Step by step solution

01

Concept Introduction

The focal length is the distance between a convex lens or a concave mirror and the focal point of a lens or mirror. It is the point at where two parallel light beams meet or converge. Depending on the nature of the lens and mirror (concave or convex), the focal length varies with the sign (positive or negative).

02

Information Provided

  • Focal length of the lens:\(50.0\;mm = 50 \times {10^{ - 3}}\;m\).
  • Distance between lens and film:\(51.0\;mm = 51 \times {10^{ - 3}}\;m\).
  • Size of the image: \(2.00\;cm = 0.02\;m\).
03

Distance of the object

(a)

Use the thin lens equation for the focal length:

\(\frac{1}{f} = \frac{1}{{{d_i}}} + \frac{1}{{{d_o}}}\).

where \(f\) denotes the lens's focal length, \({d_o}\) denotes the distance between the object and the lens, and \({d_i}\) denotes the distance from the lens to the projected image that is in focus.

Substitute with the given values of \(f\) and \({d_i}\) in this equation to solve for \({d_o}\).

Rearranging the expression and substituting the values –

\(\frac{1}{{{d_o}}} = \frac{1}{f} - \frac{1}{{{d_i}}}\)

\(\begin{array}{c}{d_o} = {\left( {\frac{1}{{50.0 \times {{10}^{ - 3}}\;m}} - \frac{1}{{51.0 \times {{10}^{ - 3}}\;m}}} \right)^{ - 1}}\\ = 2.55\;m\\ = 2.55 \times 1000\;mm\\ = 2550\;mm\end{array}\)

Therefore, the value for distance is obtained as \({d_o} = 2550\;mm\).

04

Height of the object

Step 4: Height of the object

(b)

The magnification of the lens is given by the relation:

\(m = - \frac{{{d_i}}}{{{d_o}}} = \frac{{{h_i}}}{{{h_o}}}\).

where \(m\) denotes the magnification, \({d_o}\) denotes the distance between the object and the lens, \({d_i}\) denotes the distance from the lens to the projected image that is in focus, denotes \({h_i}\) height of reflection, and reflects \({h_o}\) height of object.

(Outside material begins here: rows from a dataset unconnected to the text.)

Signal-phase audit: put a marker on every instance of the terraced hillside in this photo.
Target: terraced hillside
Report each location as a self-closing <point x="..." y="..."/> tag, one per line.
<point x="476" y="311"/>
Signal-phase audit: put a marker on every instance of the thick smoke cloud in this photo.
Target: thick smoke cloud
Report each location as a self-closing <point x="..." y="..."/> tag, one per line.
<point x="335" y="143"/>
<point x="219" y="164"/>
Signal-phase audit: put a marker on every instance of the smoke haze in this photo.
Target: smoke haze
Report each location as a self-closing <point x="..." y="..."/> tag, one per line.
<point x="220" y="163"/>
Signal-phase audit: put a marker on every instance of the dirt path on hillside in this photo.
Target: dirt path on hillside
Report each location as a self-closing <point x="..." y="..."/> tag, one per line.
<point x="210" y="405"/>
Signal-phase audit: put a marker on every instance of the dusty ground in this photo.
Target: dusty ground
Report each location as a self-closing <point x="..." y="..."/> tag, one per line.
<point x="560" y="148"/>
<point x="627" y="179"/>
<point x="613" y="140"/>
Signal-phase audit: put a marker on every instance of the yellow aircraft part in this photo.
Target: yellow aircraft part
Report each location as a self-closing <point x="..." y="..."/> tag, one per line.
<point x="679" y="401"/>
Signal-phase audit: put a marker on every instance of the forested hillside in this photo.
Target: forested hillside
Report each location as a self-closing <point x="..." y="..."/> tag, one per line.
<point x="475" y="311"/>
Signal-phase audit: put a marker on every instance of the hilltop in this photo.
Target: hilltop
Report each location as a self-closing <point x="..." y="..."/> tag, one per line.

Rearranging and solving for\({h_o}\), it is obtained –

\({h_o} = - \frac{{{d_o}}}{{{d_i}}} \times {h_i}\)

\(\begin{array}{c} = \frac{{ - 2.55\;m}}{{0.051\;m}} \times 0.02\;m\\ = - 1.00\;m\\ = - 1.00 \times 1000\;mm\\ = - 1000\;mm\end{array}\)

Therefore, the value for height is obtained as \({h_o} = - 1000\;mm\).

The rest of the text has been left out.